An employee in Royer’s Flowers wholesale department, Noah has been the lead holiday decorator for the past three years, readying store exteriors with toy soldier statues, wreaths and garlands, string lights on bushes and trees.
Two of those trees are mighty sycamores that flank the Lebanon store’s driveway. On the left side, staple gun in hand and ladder at the ready, Noah wound nine courses of lights around the trunk.
“And there’s one tree,” he pronounced as the final staple clicked into place.
Standing out
Decking the halls is a decades-long tradition for family-owned Royer’s, now in the hands of its third and fourth generations. One of the latter is Geoff Royer, vice president of central operations, who oversaw the work in Lebanon and that afternoon at the Hershey store.
“It definitely dresses the stores up for the holidays,” Geoff said. “And nobody really does this any more to the scale that we do it, so it does make us stand out.”
It’s a significant undertaking, involving other members of the wholesale department and employees at every store.
Before Noah arrived, the stores were tasked with stripping old sets of string lights from garland, attaching new ones and generally fluffing greenery that has been in storage for the previous 11 months.
Brenda Yordy, a Lebanon driver, working at an outside table, used a pair of wire cutters to extract the lights.
“Easier than untangling them, right?” she said. Later, she was joined in the task by store manager Melissa Fahr.
It took two people to carry each of four sections of a metal bell arch from storage to the front of the Lebanon store, on South 12th Street.
“It’s a beast,” said chief operating officer Cheryl Brill.
In previous years, the arch spanned the doorway, attached to decorative wooden beams.
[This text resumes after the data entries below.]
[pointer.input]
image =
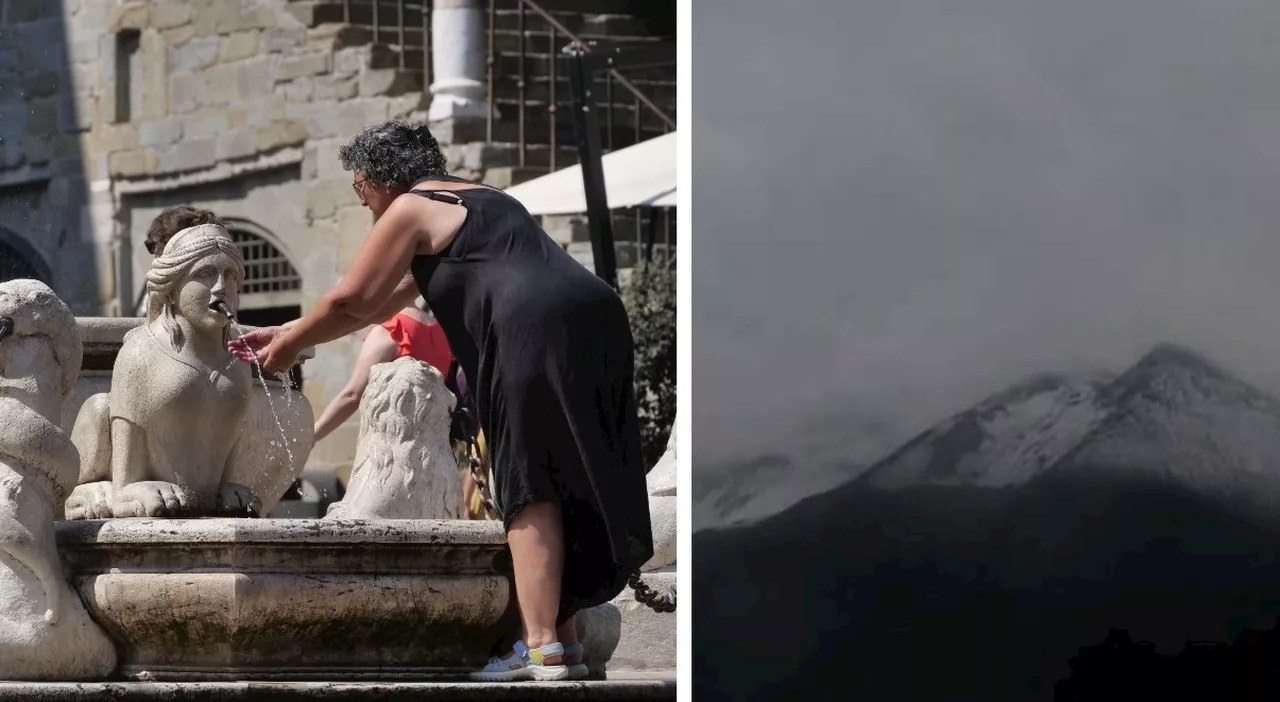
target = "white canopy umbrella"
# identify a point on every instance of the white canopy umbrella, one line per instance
(636, 176)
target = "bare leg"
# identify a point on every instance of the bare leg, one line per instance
(536, 541)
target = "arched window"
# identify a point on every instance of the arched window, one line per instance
(18, 259)
(270, 279)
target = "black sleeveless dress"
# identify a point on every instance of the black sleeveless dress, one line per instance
(547, 349)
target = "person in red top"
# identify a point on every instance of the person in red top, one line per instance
(411, 332)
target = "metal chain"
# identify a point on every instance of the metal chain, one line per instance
(654, 600)
(479, 478)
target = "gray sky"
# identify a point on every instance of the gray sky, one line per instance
(904, 205)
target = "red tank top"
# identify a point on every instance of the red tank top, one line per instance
(424, 342)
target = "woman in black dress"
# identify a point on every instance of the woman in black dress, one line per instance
(547, 349)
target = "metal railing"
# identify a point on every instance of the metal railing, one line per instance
(557, 37)
(513, 117)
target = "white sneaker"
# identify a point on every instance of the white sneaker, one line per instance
(524, 664)
(576, 671)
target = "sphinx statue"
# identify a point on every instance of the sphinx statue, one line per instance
(405, 466)
(161, 442)
(45, 632)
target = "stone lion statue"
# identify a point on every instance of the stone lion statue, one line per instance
(160, 443)
(405, 466)
(45, 632)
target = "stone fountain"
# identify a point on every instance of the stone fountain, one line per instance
(128, 546)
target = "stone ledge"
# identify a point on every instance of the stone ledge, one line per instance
(639, 688)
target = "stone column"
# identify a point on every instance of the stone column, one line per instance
(458, 50)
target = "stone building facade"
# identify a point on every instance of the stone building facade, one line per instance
(112, 110)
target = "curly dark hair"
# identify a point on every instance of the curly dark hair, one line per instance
(173, 220)
(394, 154)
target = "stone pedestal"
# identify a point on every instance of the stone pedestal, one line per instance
(648, 639)
(458, 60)
(293, 600)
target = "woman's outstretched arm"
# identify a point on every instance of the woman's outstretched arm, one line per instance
(378, 347)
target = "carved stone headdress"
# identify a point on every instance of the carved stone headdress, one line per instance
(172, 268)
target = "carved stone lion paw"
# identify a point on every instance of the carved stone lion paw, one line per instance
(154, 498)
(237, 500)
(90, 501)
This year, with the beams newly clad in metal, no one wanted to risk scratching them.
So, the team instead affixed the arch, with its bells of red, green and white, above the Royer’s sign to the left of the beams, securing it with hooks and wire to the red-brick building. They placed a trumpeting soldier statue beneath the arch.
Selfies in Hershey
By afternoon, Noah and Geoff were working their Christmas magic 12 miles west at the Hershey store, which enjoys a prominent corner spot on West Chocolate Avenue, downtown’s main thoroughfare.
Several stores have enough storage space to hang on to their large exterior decorations year-round. For those that don’t, such as Hershey, their larger pieces are kept at Royer’s headquarters in Lebanon and delivered to them by Noah in a box truck.
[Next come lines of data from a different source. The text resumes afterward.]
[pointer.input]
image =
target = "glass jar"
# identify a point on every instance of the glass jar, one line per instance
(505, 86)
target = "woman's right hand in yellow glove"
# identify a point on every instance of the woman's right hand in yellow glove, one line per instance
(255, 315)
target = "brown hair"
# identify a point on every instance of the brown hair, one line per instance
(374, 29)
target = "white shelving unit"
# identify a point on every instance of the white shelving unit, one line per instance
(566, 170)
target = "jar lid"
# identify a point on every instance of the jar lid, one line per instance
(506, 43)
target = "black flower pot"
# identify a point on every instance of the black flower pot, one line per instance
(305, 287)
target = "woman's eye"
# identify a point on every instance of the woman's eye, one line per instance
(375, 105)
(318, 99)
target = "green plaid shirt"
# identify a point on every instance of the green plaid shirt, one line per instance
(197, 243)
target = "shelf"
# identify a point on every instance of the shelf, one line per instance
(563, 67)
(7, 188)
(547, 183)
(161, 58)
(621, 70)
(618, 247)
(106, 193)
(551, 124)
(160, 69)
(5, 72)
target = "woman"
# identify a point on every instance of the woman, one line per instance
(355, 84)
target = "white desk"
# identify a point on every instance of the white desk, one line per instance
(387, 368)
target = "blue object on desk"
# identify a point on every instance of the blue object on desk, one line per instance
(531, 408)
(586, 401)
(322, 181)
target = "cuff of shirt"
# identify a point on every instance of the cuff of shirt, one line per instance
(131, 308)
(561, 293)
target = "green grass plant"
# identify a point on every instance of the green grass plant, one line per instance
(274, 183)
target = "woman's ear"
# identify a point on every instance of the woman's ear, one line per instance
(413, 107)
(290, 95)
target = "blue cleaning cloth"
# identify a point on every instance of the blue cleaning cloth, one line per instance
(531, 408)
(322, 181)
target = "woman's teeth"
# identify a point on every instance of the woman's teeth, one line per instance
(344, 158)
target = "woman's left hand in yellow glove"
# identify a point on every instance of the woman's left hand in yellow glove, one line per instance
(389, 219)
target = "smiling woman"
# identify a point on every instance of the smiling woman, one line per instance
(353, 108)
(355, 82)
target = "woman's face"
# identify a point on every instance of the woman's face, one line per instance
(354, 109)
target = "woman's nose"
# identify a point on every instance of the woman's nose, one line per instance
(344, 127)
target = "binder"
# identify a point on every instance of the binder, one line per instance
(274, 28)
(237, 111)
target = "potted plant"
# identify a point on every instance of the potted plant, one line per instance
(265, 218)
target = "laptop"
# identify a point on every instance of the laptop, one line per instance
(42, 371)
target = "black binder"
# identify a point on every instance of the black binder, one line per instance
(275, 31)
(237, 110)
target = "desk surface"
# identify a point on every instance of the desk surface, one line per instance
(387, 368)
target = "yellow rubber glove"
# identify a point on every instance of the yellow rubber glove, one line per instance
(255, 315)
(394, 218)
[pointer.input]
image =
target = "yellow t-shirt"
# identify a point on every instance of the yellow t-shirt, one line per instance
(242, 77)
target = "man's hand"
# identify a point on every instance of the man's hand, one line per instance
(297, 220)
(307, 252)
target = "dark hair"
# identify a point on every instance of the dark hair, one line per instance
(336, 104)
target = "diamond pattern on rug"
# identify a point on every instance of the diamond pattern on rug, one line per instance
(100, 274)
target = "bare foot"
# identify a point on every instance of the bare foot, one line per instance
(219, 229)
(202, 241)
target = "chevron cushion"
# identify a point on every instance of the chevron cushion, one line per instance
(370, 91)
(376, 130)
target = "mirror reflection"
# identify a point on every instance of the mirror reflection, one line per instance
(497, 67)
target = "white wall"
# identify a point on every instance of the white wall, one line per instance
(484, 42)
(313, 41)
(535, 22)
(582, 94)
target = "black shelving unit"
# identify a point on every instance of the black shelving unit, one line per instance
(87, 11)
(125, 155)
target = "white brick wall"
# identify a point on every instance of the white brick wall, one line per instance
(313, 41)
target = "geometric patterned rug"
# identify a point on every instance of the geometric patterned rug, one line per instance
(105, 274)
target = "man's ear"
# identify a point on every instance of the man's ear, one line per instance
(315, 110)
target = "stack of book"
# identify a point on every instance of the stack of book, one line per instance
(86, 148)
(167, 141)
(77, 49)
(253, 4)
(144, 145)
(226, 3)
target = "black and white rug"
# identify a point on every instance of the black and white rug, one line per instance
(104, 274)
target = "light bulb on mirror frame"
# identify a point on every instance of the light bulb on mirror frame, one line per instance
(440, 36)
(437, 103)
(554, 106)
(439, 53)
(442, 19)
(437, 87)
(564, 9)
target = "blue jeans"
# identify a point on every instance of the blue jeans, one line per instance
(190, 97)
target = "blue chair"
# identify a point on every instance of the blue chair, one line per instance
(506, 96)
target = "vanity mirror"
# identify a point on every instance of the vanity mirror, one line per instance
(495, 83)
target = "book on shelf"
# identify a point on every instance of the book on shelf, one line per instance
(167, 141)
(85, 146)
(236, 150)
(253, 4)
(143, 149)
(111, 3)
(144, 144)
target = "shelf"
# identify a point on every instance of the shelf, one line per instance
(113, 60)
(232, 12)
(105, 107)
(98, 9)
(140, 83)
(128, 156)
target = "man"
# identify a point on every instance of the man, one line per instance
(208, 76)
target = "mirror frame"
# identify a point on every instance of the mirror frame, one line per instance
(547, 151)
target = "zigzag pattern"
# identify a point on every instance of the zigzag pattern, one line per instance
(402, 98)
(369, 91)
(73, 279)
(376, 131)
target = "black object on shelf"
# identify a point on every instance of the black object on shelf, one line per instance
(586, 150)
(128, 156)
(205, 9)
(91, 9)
Hershey store manager Andrea Campbell and assistant manager Alexi Strine were excited about turning their store’s sleigh into a selfie station. They moved the sleigh closer to the front door than in past years to make it more accessible to customers.
To be sure, the holiday season requires weeks of hard work, store decorating being just the start. In the floral industry, Christmas sales are on a par with Valentine’s Day but spread out over a period that’s three times longer.
Poinsettias require prudent watering, low centerpieces with shallow water wells can be sloshy, and fresh evergreen branches can be sticky. And glitter is seemingly everywhere.
“But we’re making everyone really happy,” Andrea said. “We make so many people so happy.”
One customer has followed Andrea from her first stint in Hershey, to the Harrisburg East store, back to Hershey. Every Christmas, the woman brings in silver pedestal bowls to be filled with greens, berries and roses that she gifts to family members.
“There’s a lot of sentimental things that are happening,” Andrea said. “Then you really feel like you are part of this super-special moment for this family. And I think that’s cool.”